Chapter 12: Video Processing Fundamentals
12.1 Digital Video and Frame Rates
A digital video is a sequence of images (frames) indexed by time: \( f[m, n, t] \). The temporal sampling rate (frame rate) is measured in frames per second (fps). Cinema uses 24 fps; broadcast video 25 (PAL) or 29.97 (NTSC) fps; high-frame-rate content 60 or 120 fps. Temporal aliasing (motion judder) occurs when the frame rate is too low for fast motion.
12.2 Motion Estimation
Temporal redundancy — the fact that consecutive frames are highly similar — is the primary driver of video compression efficiency. Motion estimation finds a displacement vector \( \mathbf{d}[m,n] = (d_x, d_y) \) for each pixel or block such that:
\[ f[m, n, t] \approx f[m - d_x, n - d_y, t-1] \]Block matching (used in MPEG/H.264) partitions the current frame into \( 16 \times 16 \) macroblocks and searches a reference frame for the best-matching block, minimizing Sum of Absolute Differences (SAD) or Sum of Squared Differences (SSD). The displacement found is the motion vector. After prediction, only the prediction residual (error) needs to be coded, dramatically reducing bitrate.
Optical flow estimates a dense motion vector field. The Lucas–Kanade method assumes constant flow within a small spatial window and solves:
\[ \begin{pmatrix} \sum f_x^2 & \sum f_x f_y \\ \sum f_x f_y & \sum f_y^2 \end{pmatrix} \begin{pmatrix} d_x \\ d_y \end{pmatrix} = -\begin{pmatrix} \sum f_x f_t \\ \sum f_y f_t \end{pmatrix} \]where \( f_x, f_y, f_t \) are the spatiotemporal partial derivatives. The left matrix is the structure tensor from Section 8.2, and the system is well-posed only at corners (both eigenvalues large) — the aperture problem prevents unique estimation on edges.
12.3 Video Compression Standards
The H.264/AVC and H.265/HEVC standards extend JPEG-like intra-coding with inter-frame prediction. Each frame is coded as:
- I-frame (Intra): coded independently, like a JPEG image.

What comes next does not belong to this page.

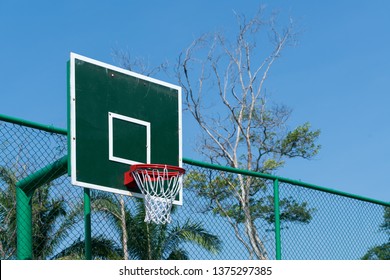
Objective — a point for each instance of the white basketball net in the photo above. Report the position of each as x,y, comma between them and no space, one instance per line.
159,191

- P-frame (Predicted): coded as residual after motion-compensated prediction from one reference frame.
- B-frame (Bi-directional): uses both past and future reference frames for prediction.
H.265 achieves roughly twice the compression efficiency of H.264 at the same quality, primarily by using larger and more flexible coding units (up to \(64 \times 64\)) and more sophisticated motion prediction modes. The AV1 codec (open-source successor to VP9) achieves comparable efficiency to H.265 with royalty-free licensing.